¿Carece todo de sentido? Los árboles pierden hojas.
Primer verso. Tacha. “Inconexo” al margen. Mira el charco de flores de jacaranda por la ventana, y cae en cuenta de que “charco de flores” al menos no es una obviedad. Y la pregunta retórica… “Si puedes responderla con un simple ‘no’, entonces no preguntes”.
Arranca de nuevo.
Esos troncos casi sin vida florecerán en el verano.
Golpea la página tres veces con la punta del lápiz. Murmura; no llega a cacofonía. Pero casi, como si casi quisiera escribir, casi quisiera que la imagen tuviera cuerpo, casi intentara mostrar el declive y la esperanza, casi se comprometiera con su escritura. “Está como flojo”, y se ríe.
Traza una curva en la esquina de la hoja. La superficie rugosa de la mesa resiste al paso del grafito. La línea se rompe, natural y juguetona (quiere creer), con una piel áspera. A esa curva sigue un caudal sin orden pero bajo el que se lee un ritmo.
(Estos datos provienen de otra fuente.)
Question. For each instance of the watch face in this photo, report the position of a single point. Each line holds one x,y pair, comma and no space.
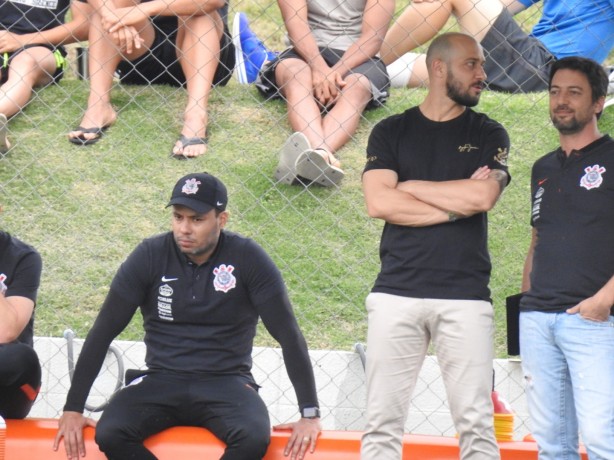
311,412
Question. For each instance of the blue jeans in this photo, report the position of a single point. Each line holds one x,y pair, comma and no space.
568,365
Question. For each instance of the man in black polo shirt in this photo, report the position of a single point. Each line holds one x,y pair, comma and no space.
201,290
20,371
566,319
432,173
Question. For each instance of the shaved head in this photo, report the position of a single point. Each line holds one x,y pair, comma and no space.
445,46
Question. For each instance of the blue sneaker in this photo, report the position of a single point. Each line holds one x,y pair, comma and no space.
250,52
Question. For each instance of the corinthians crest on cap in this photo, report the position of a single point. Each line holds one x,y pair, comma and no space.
224,279
191,186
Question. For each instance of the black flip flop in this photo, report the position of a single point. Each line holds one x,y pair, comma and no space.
185,141
81,140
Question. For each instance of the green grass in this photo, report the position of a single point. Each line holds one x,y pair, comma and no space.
86,208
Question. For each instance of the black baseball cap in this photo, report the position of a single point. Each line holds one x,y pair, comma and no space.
200,192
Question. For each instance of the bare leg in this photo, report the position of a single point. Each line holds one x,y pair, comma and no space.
30,68
294,78
104,57
198,46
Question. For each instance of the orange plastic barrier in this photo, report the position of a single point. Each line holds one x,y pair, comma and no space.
32,439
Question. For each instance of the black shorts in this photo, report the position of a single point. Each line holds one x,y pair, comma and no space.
58,52
374,69
227,405
161,65
20,379
515,62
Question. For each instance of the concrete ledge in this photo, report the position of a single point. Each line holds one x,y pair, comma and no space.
33,439
339,376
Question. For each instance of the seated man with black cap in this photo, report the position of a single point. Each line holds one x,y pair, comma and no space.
201,290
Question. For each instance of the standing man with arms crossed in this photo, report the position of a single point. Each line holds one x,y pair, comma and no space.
20,370
566,318
201,290
516,61
432,173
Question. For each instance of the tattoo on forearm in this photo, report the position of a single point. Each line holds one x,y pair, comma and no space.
500,176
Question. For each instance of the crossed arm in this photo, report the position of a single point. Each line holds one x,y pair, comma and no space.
422,203
15,312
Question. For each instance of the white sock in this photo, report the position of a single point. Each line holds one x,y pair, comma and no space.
401,69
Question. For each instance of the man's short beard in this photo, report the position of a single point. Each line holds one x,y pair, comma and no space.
457,96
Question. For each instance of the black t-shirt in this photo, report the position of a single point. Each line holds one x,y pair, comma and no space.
20,272
199,319
446,261
28,16
573,214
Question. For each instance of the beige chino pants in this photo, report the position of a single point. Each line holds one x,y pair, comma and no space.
399,334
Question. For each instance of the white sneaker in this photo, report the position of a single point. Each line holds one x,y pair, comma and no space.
296,144
4,143
316,166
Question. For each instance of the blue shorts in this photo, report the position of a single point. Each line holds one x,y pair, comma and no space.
58,52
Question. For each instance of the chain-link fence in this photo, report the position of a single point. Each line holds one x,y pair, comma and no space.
85,208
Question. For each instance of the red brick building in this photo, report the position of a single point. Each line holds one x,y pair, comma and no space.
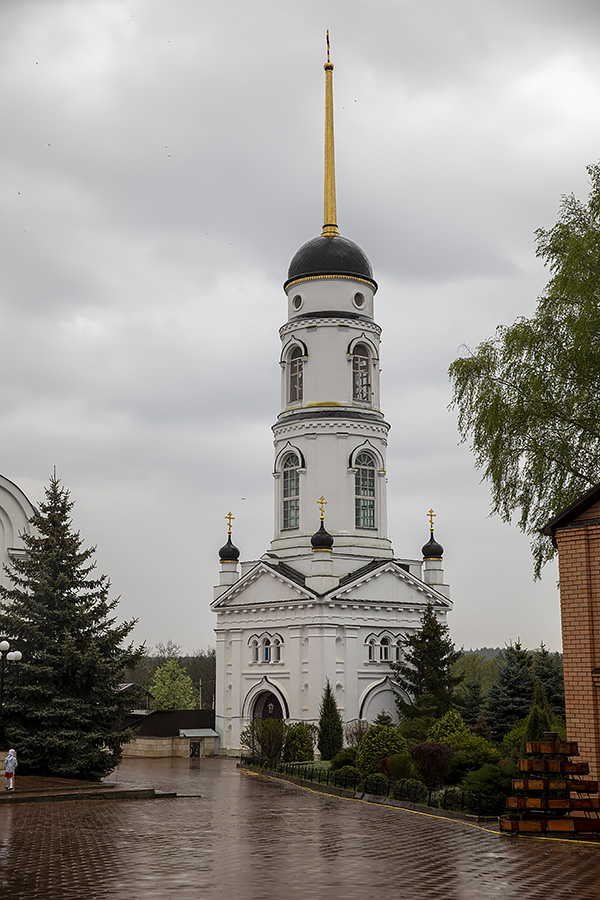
576,534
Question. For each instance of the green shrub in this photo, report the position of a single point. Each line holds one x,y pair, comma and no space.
491,779
450,723
471,751
346,757
399,766
378,742
376,784
299,743
433,762
410,789
415,730
265,738
347,776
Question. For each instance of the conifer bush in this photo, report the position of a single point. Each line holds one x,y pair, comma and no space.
433,762
345,757
380,741
299,743
331,728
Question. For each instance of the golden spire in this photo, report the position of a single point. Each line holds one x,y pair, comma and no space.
329,216
431,515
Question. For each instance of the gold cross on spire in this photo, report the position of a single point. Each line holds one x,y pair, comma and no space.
330,228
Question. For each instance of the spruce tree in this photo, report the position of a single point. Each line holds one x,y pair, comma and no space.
172,687
471,701
425,675
509,697
548,668
331,728
539,719
61,703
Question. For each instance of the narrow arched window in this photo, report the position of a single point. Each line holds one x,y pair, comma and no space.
291,492
361,374
364,491
296,371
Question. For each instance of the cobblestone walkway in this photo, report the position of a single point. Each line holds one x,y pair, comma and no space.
253,839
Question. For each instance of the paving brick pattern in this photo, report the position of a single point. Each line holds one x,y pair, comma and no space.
255,839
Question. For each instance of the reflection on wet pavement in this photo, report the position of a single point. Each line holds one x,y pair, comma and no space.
253,839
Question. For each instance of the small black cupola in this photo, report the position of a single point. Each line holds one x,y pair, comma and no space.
321,539
229,552
432,549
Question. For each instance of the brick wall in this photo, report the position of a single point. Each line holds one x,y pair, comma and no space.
161,747
579,574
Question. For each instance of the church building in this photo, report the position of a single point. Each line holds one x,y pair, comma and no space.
15,513
329,599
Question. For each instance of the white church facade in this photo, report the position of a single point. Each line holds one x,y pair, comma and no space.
329,599
15,513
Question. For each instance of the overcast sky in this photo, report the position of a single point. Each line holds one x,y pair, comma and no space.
162,162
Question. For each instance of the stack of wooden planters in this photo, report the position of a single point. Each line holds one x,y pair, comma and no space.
550,792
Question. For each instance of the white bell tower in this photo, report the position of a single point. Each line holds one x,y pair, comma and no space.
328,601
330,436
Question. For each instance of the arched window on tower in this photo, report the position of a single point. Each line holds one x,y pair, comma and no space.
291,492
266,650
364,491
384,649
296,372
361,374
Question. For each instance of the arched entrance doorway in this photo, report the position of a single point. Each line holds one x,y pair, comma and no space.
267,706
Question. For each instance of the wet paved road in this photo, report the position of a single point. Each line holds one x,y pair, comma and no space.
247,839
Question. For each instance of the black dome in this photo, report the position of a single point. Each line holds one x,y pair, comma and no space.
229,552
432,550
321,539
330,256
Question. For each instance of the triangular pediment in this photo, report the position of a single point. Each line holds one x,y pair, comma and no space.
263,584
390,584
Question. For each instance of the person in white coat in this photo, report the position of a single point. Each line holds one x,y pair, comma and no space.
10,766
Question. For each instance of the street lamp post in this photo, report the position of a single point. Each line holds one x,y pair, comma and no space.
6,655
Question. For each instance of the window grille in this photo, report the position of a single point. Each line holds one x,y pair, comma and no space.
364,481
296,373
291,492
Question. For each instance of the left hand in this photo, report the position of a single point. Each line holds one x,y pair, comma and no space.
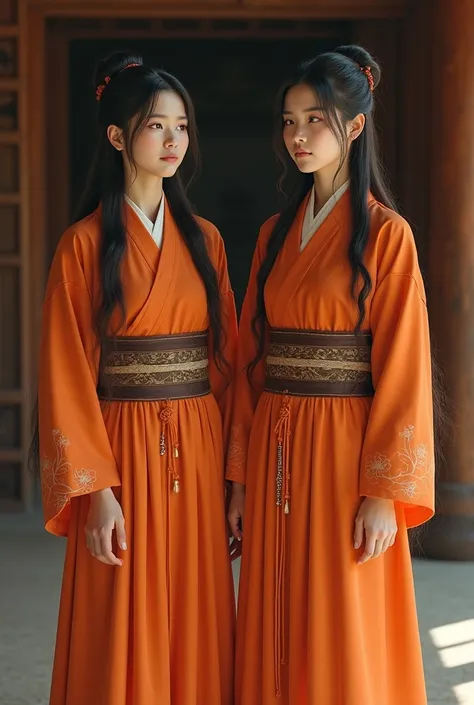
376,518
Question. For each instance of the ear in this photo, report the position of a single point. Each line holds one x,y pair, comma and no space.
115,136
356,127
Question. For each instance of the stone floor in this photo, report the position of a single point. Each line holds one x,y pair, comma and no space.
30,573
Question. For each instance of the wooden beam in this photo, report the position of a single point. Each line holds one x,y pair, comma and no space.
10,261
9,137
10,455
327,9
9,199
11,396
9,30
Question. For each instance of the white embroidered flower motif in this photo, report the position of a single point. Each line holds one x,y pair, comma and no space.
410,473
235,454
85,479
377,465
59,482
408,432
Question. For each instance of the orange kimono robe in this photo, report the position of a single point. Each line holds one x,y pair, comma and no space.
160,628
347,634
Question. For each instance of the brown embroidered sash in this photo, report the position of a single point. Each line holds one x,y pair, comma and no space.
316,363
156,368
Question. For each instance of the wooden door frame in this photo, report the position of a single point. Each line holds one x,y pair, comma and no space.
33,17
33,67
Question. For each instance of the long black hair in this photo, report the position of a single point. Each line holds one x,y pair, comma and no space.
343,91
127,90
128,100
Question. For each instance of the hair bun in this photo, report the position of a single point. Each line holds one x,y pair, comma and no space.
113,64
362,57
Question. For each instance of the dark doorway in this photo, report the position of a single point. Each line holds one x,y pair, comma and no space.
233,84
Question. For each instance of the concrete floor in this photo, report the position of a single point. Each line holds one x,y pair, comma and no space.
30,574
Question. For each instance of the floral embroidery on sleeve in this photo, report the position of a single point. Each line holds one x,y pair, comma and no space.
58,482
235,454
407,476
Y luego un movimiento veloz, un despegue inquieto del papel, un calor ansioso de vértigo, un monstruo que se sacude los lomos y se desliza hacia una página y otra y otra.
Alto. Al pie de la página, en medio de una sonrisa: “Creo que hoy no escribiré el poema que haga que las personas se quiten la ropa”. Pero sin duda quiere dibujar con esa desnudez, sin parar hasta encontrar la noche recostada.
Vuelve a la página. Una flecha se dispara desde el corazón de su última frase: “Ripioso, o pereza de vocabulario”.